History of the NDVI and the beginnings of biophysical parameters
The history of Precision Agriculture may have started back in 1972 when NASA launched Landsat 1. This technology allowed scientists to examine vegetation from space and determine how it’s developing based on analyzing colors on the spectral band.
In 1990 the GPS navigation system was developed and with it a new market for using satellite data. However, in the beginning, access was limited due to price and policy of the system operators. This was still before the time where public access to these systems really took off.
2015 – satellite data for agriculture
Satellite data usage in the area of agriculture really started as recently as 2015. That was when the European Copernicus program launched the Sentinel 2 satellites. Because Sentinel 2 operates across 12 different spectral bands, these new satellites were designed to be able to capture the spectral bands related to vegetation exceptionally well. Still, the vast majority of satellite services still are based on NDVI, even though this index only analyzes the red and near-infrared (NIR) bands of color. Because Sentinel 2 can access many more bands, there has been a lot of work in the last 3 years to develop new indices that can take advantage of the more powerful technology.

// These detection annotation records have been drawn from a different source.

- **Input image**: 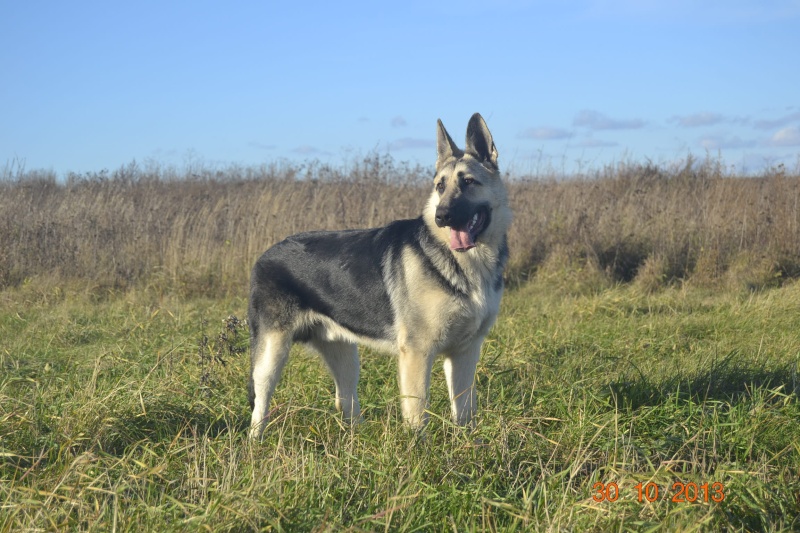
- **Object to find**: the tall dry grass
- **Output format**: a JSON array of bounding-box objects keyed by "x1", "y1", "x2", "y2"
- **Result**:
[{"x1": 0, "y1": 154, "x2": 800, "y2": 295}]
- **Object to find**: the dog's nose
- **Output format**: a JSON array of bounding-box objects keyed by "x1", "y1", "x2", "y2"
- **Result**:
[{"x1": 435, "y1": 206, "x2": 452, "y2": 228}]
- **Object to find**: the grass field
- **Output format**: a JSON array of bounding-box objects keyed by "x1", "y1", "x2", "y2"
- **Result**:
[{"x1": 0, "y1": 280, "x2": 800, "y2": 532}]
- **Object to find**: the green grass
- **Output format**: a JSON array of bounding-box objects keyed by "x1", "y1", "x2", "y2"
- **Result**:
[{"x1": 0, "y1": 281, "x2": 800, "y2": 532}]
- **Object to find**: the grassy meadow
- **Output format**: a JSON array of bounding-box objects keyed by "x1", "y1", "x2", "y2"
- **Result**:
[{"x1": 0, "y1": 157, "x2": 800, "y2": 532}]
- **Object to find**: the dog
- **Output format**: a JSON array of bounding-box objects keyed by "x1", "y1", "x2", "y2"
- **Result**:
[{"x1": 248, "y1": 113, "x2": 511, "y2": 439}]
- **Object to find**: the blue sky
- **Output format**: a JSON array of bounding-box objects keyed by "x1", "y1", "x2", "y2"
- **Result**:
[{"x1": 0, "y1": 0, "x2": 800, "y2": 176}]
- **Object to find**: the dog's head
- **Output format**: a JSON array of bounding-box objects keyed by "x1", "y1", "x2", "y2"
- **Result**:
[{"x1": 425, "y1": 113, "x2": 511, "y2": 252}]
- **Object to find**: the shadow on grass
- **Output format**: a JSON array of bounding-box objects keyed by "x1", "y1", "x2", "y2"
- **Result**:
[
  {"x1": 96, "y1": 399, "x2": 249, "y2": 456},
  {"x1": 608, "y1": 351, "x2": 800, "y2": 409}
]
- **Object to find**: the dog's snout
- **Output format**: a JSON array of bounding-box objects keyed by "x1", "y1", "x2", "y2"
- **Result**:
[{"x1": 435, "y1": 205, "x2": 453, "y2": 228}]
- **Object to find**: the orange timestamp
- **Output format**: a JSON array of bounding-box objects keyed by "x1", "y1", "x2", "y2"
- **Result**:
[{"x1": 592, "y1": 481, "x2": 725, "y2": 503}]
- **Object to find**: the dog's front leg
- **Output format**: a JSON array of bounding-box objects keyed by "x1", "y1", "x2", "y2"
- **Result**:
[
  {"x1": 444, "y1": 338, "x2": 483, "y2": 426},
  {"x1": 398, "y1": 345, "x2": 433, "y2": 429}
]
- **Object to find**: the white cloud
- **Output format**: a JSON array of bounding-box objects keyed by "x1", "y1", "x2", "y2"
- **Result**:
[
  {"x1": 753, "y1": 111, "x2": 800, "y2": 130},
  {"x1": 768, "y1": 126, "x2": 800, "y2": 146},
  {"x1": 291, "y1": 144, "x2": 328, "y2": 155},
  {"x1": 517, "y1": 127, "x2": 572, "y2": 141},
  {"x1": 576, "y1": 137, "x2": 619, "y2": 148},
  {"x1": 699, "y1": 135, "x2": 756, "y2": 150},
  {"x1": 671, "y1": 111, "x2": 724, "y2": 128},
  {"x1": 392, "y1": 115, "x2": 408, "y2": 128},
  {"x1": 572, "y1": 109, "x2": 645, "y2": 130},
  {"x1": 247, "y1": 141, "x2": 276, "y2": 150},
  {"x1": 388, "y1": 137, "x2": 436, "y2": 150}
]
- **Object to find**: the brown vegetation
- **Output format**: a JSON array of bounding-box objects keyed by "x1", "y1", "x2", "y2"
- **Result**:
[{"x1": 0, "y1": 155, "x2": 800, "y2": 295}]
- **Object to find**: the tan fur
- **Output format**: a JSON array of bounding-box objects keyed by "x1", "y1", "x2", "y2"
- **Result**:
[{"x1": 251, "y1": 114, "x2": 511, "y2": 437}]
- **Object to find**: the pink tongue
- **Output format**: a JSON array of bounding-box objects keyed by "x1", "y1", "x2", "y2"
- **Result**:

It’s along these lines that we’ve developed out Precision Farming service, which measures biophysical parameters to indicate the exact state of crops that are still growing. Several metrics are used to do this, including chlorophyll content, water content in the foliage, as well as vegetation density. To increase the accuracy, we calibrate our data using individual plots of land. During this process, we collect samples of the growing crops and perform laboratory analysis on them to make sure the predictions match the actual results. Next, we enter the results into a data model and the rest of the calibration of the satellite images in done through artificial intelligence.
From initial testing it quickly became apparent that the NDVI does not capture some key differences between different plots. As you can see form the figure, measuring biophysical parameters of crops is consistently more accurate. On top of that, satellite imagery could even suggest which crops would perform best on each individual plot.